U.S. Naval Research Laboratory
01/21/2026 | Press release | Distributed by Public on 01/21/2026 08:29
U.S. Naval Research Laboratory Advances Laser Technology for Fusion Energy Applications Through BETHE Program
NEWS | Jan. 21, 2026
U.S. Naval Research Laboratory Advances Laser Technology for Fusion Energy Applications Through BETHE Program
By Jameson Crabtree, U.S. Naval Research Laboratory Corporate Communications
WASHINGTON, D.C. - Scientists in the Plasma Division at the U.S. Naval Research Laboratory (NRL) are building on a multi-year research effort that demonstrated the potential of an advanced laser technology that could help enable future inertial fusion energy power plants.
Fundamental developments on repetitive pulsed power and other aspects of the research could allow breakthroughs in viability and support long-term Navy and national security objectives. The work was conducted as part of the Department of Energy's Breakthroughs Enabling THermonuclear-fusion Energy (BETHE) program, a research initiative focused on developing a more efficient laser driver for fusion energy applications.
NRL research explored the use of an argon fluoride (ArF) excimer laser as a next-generation driver for inertial fusion energy.
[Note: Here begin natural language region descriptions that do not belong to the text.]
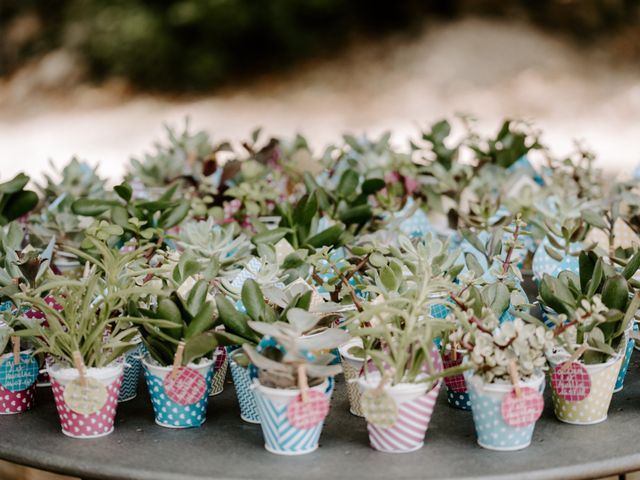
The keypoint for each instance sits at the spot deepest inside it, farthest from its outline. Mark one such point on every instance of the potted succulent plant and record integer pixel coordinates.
(269, 306)
(291, 378)
(506, 381)
(121, 271)
(86, 345)
(399, 393)
(176, 332)
(594, 314)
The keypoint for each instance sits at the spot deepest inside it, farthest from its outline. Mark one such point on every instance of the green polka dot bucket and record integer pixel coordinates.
(595, 406)
(486, 406)
(169, 413)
Compared with conventional approaches, ArF lasers offer the promise of higher laser efficiency and increased target gain, two key factors needed to improve the viability of commercial fusion power.
"This program was about developing a new laser driver that could improve the overall efficiency of inertial fusion energy systems," said Matthew Wolford, Ph.D., head of the Electron Beam Science and Applications Section at NRL. "Higher laser efficiency and higher target gain give fusion energy a better chance at eventual commercialization."
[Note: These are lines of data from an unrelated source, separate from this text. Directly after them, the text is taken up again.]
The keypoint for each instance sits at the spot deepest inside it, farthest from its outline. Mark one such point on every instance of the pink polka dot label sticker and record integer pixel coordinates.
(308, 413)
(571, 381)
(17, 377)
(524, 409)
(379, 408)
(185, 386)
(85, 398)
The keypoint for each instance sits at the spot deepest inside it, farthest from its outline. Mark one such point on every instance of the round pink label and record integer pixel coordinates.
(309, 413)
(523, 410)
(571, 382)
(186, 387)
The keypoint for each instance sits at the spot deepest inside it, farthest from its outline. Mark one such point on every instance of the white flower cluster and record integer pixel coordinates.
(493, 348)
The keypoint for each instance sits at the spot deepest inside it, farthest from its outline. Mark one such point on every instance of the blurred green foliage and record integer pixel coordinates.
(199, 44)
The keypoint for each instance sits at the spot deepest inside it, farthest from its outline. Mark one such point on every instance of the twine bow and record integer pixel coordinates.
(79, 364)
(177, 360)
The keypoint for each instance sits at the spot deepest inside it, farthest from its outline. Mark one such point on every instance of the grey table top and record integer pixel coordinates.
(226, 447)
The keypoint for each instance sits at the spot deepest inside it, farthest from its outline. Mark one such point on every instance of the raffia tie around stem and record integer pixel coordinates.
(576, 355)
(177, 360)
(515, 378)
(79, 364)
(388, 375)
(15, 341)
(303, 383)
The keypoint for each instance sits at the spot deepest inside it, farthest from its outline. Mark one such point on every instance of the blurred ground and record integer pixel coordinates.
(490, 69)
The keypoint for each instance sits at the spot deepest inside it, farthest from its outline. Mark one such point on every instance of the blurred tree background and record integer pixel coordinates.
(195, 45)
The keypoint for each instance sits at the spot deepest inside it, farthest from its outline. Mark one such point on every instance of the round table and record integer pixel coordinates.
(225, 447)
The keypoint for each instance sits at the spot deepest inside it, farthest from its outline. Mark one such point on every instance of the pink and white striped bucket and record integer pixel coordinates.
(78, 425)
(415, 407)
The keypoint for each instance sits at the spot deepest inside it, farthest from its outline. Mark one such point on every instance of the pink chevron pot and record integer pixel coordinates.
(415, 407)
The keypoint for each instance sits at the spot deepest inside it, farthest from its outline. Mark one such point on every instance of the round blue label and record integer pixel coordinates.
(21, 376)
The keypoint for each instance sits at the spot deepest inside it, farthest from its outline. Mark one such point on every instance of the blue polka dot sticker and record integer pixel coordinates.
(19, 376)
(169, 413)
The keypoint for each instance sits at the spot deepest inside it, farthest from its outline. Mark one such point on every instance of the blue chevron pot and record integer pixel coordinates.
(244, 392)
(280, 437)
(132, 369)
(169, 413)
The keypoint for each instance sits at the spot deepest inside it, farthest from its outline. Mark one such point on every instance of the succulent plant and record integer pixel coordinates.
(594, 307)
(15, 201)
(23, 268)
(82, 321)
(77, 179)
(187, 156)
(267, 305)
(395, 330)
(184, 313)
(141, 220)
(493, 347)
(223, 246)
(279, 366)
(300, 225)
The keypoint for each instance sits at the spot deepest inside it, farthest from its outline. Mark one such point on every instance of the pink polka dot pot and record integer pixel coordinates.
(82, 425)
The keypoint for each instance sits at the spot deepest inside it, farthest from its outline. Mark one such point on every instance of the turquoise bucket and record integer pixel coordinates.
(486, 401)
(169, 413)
Over the course of approximately three years, the NRL team evaluated the feasibility of scaling ArF laser technology for high-energy applications. One of the program's key technical achievements was demonstrating laser outputs approaching 240 joules per shot, the largest argon fluoride laser performance reported to date, while identifying a pathway toward significantly higher wall-plug efficiency. This is the first demonstration of high energy capability for ArF lasers, although much higher energy will need to be achieved for applications such as fusion power plants.
"We were encouraged by both the laser output and the intrinsic efficiency measurements of argon fluoride," Wolford said. "Those results suggest this technology could support fusion energy systems that require less input energy to reach ignition."
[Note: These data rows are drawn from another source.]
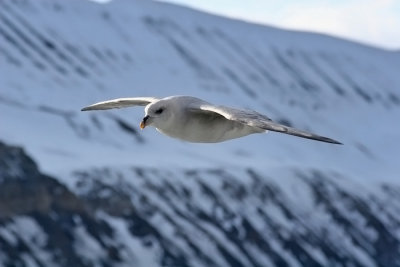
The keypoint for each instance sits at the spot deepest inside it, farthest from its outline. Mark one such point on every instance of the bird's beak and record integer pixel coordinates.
(143, 122)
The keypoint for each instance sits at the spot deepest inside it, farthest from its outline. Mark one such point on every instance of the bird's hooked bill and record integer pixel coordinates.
(143, 122)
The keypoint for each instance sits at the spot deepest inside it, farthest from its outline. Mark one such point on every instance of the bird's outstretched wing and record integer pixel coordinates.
(121, 103)
(255, 119)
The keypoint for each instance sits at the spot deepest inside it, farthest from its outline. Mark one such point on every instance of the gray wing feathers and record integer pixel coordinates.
(121, 103)
(261, 121)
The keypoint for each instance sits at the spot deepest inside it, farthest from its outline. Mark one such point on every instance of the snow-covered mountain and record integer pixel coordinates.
(118, 196)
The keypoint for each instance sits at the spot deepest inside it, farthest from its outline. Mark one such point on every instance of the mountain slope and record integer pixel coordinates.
(206, 217)
(263, 200)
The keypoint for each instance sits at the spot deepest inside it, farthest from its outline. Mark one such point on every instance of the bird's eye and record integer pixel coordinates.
(159, 111)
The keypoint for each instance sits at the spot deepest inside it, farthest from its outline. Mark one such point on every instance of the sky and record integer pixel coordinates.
(375, 22)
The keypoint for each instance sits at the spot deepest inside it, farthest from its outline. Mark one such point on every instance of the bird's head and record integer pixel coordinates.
(157, 114)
The research also advanced critical enabling technologies, including electron-beam pumping techniques needed to drive the laser system. To reach higher pump rates, researchers increased current density in the laser's cathode by roughly a factor of three, introducing new engineering challenges that the team addressed through design innovations and component testing.
Additional hurdles included developing large-scale optical components capable of operating at the laser's 193-nanometer ultraviolet wavelength. Short wavelength allows the capability of coupling energy efficiently to fusion power plant targets as well as mitigating laser plasma instabilities, which hampers the laser energy to the target. This shorter wavelength improves the efficiency of the entire fusion power plant system from a high-level perspective.
NRL was uniquely positioned to conduct this work due to decades of experience in high-average-power laser research. From 1999 to 2009, NRL played a central role in the national High Average Power Laser program, where it developed the Electra krypton fluoride laser system and demonstrated long-duration, high-repetition-rate operation. NRL used some of the resources from the High Average Power Laser Program to demonstrate the initial technologies needed for an excimer laser driven fusion power plant.
"That prior work meant we already had the facilities and expertise needed to evaluate argon fluoride lasers quickly," Wolford said. "There are very few places in the world with experience in electron-beam-pumped excimer lasers, and that's a capability NRL has built over time."
Beyond energy applications, the research has implications for future Navy and national security needs. High-power laser technologies and their underlying components may support a range of defense applications, particularly as emerging systems demand greater and more efficient power generation. Data centers for example will need a tremendous amount of power. More than can be produced presently.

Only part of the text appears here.